Learning Objectives
  1. An introductory understanding of “the legal domain” sufficient to recognizing problems and communicating with domain experts.
  2. Familiarity with a wide range of existing ventures in the justice innovation space
  3. Ability to identify “problems worth solving.”
  4. Capacity to use a design thinking toolkit that includes research techniques, brainstorming, creative listening, low resolution prototyping, listening to feedback, presentation, and pitching.
  5. Presentation and communication skills.
  6. Giving and receiving constructively critical, iteration-forwarding feedback.

Prerequisite(s): none
Co-Requisite(s): none
Concurrent Enrollment: none
Recommended Preparation: No particular preparation is expected, but the intellectual maturity that comes with previous coursework in law, design, business, or technology would be helpful.

Course Notes

Course is mixture of lecture, seminar, and workshop.

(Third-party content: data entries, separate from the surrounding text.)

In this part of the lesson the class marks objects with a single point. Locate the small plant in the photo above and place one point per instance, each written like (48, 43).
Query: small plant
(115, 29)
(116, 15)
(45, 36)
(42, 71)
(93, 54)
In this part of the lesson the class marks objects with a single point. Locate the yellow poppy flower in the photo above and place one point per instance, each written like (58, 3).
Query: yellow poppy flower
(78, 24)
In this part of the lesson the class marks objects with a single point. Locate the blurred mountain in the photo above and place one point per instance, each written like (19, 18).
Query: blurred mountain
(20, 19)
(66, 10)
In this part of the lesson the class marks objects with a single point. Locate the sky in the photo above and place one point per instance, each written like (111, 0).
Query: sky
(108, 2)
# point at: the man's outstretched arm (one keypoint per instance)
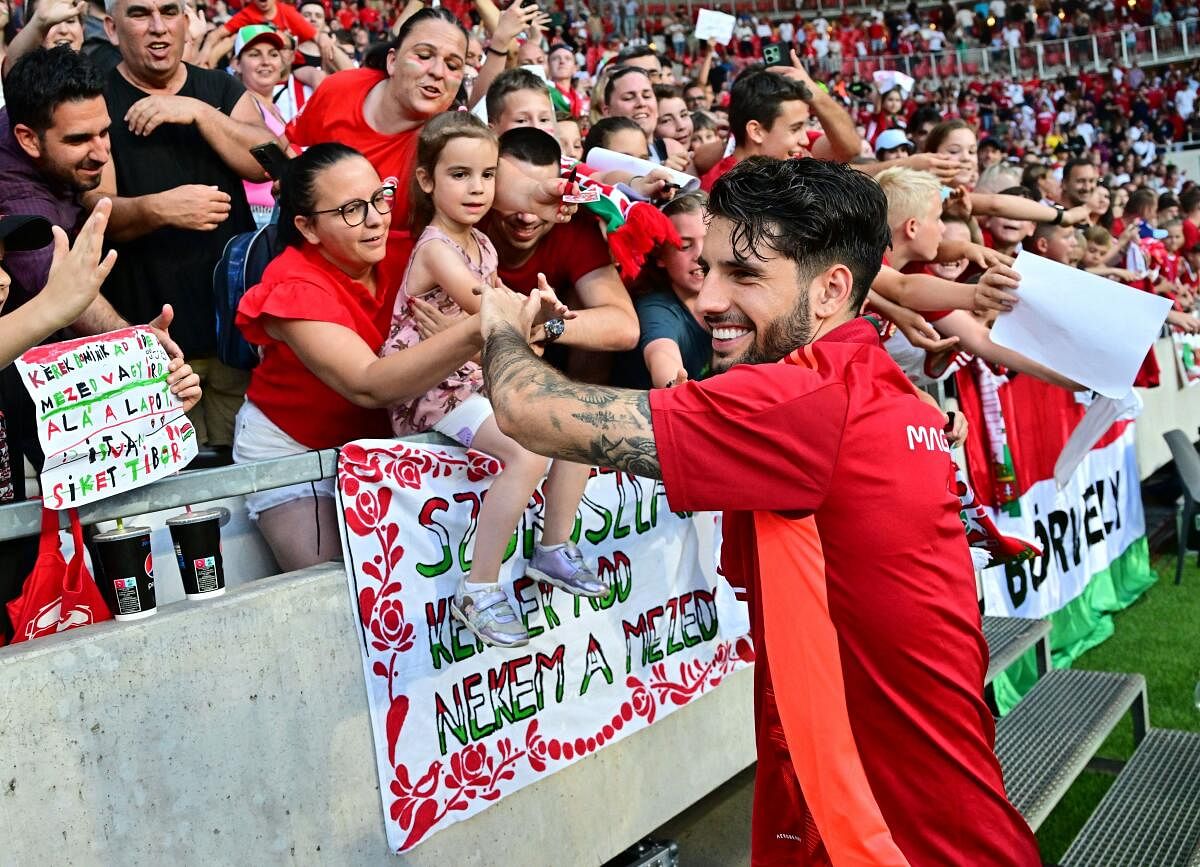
(550, 414)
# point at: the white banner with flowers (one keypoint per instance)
(459, 725)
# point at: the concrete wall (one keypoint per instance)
(1167, 407)
(235, 731)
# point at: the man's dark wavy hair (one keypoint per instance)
(46, 78)
(815, 213)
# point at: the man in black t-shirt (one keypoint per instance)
(181, 139)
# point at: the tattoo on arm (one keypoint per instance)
(559, 418)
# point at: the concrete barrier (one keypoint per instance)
(1167, 407)
(235, 731)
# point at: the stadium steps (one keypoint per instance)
(1151, 815)
(1047, 741)
(1008, 638)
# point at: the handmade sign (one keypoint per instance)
(106, 417)
(457, 725)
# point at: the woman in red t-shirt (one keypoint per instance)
(319, 318)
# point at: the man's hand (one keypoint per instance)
(547, 201)
(77, 273)
(193, 207)
(160, 326)
(995, 290)
(53, 12)
(653, 185)
(184, 383)
(919, 333)
(798, 73)
(681, 378)
(550, 306)
(1185, 322)
(1074, 216)
(502, 308)
(150, 112)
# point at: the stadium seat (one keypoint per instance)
(1187, 465)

Significant use of online materials. Some work for the course will involve production of content for open online resources on the topics covered in the course.

Technological Proficiency and Hardware/Software Required
Web browsing and ready access to some hardware/software for that purpose. All other necessary technological skills will be taught in the course.

Required Readings and Supplementary Materials
Books will be ordered via campus bookstore. Most materials for the course will be open sources or instructor authored and available on the web.

Description and Assessment of Assignments
The course is built around the idea of teaching, practicing, applying. The skills we teach in the class will be applied to example cases and team projects.